Piaccia o no, già le nomine e le prime scelte di Trump sono state molto divisive e particolarmente contestate. Non so dire se in futuro questa tendenza verrà esasperata o al contrario contenuta. Non so neppure se Trump procederà davvero fino in fondo alla demolizione sistematica dell’opera del suo predecessore Obama e allo spostamento dell’ambasciata americana da Tel Aviv a Gerusalemme, come promesso in campagna elettorale. In ogni caso, mi sembra un azzardo puntare tutto su un solo attore, soprattutto con queste premesse. E invece Netanyahu e il governo israeliano sembrano essere saltati sul carro di Trump senza pensarci due volte. Se non scenderanno presto, e non sembrano intenzionati a farlo, è possibile che il giorno in cui lo vorranno non sarà più possibile, almeno in modo indolore, e che Israele rimanga legata a filo doppio alla parabola dell’attuale presidente degli Stati Uniti, ai suoi altari ma anche alla sua polvere.

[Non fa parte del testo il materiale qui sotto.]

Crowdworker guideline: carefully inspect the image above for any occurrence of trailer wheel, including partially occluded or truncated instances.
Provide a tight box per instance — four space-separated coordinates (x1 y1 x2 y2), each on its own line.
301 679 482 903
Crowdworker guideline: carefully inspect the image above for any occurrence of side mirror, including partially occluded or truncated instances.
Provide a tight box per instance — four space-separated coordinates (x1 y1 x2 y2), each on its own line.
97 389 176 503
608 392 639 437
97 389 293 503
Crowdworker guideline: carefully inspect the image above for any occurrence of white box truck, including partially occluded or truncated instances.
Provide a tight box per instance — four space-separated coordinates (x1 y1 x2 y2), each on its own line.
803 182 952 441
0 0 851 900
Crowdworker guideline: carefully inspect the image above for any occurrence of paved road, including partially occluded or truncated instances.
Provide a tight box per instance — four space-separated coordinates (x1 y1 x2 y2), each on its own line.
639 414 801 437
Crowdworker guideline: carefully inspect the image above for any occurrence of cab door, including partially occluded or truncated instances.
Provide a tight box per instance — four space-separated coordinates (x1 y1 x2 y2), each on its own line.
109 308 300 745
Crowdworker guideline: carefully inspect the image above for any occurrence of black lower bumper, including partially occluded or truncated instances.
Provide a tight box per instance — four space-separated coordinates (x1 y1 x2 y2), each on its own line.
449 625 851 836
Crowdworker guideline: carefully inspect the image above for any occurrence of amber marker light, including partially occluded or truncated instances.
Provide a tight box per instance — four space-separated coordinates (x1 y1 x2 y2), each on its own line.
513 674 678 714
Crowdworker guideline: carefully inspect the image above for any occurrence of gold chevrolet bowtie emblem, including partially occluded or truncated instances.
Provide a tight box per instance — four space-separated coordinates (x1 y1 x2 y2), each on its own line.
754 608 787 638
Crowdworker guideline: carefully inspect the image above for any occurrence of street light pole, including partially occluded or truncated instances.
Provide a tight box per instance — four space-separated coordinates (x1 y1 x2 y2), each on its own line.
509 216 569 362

L’opposizione a Trump e lo sconforto per le sue scelte sono destinati a crescere negli Stati Uniti: non solo tra quanti sono già stati colpiti dalle decisioni del nuovo presidente, ma anche all’interno dei quadri dei partiti democratico e repubblicano, in cui lo stile di Trump è visto molto negativamente. Previsioni troppo nere per il fresco vincitore contro tutto e tutti? Può darsi, ma un dato è certo: fra quattro anni gli statunitensi tornano al voto. Vince nuovamente Trump? La parola fine sarà spostata fra otto anni. Non so quanto possa durare l’epoca di Trump, ma una cosa va oltre ogni ragionevole dubbio: come ha avuto termine il regno di Creso, anche quello di Trump un giorno finirà. “Domani è un altro giorno” è formula un po’ stantia che assolve di solito a scopi autoconsolatori. È un’altra la frase che i sostenitori più strenui di Trump dovrebbero fare propria per evitare in incorrere in errori fatali: “C’è sempre un domani”.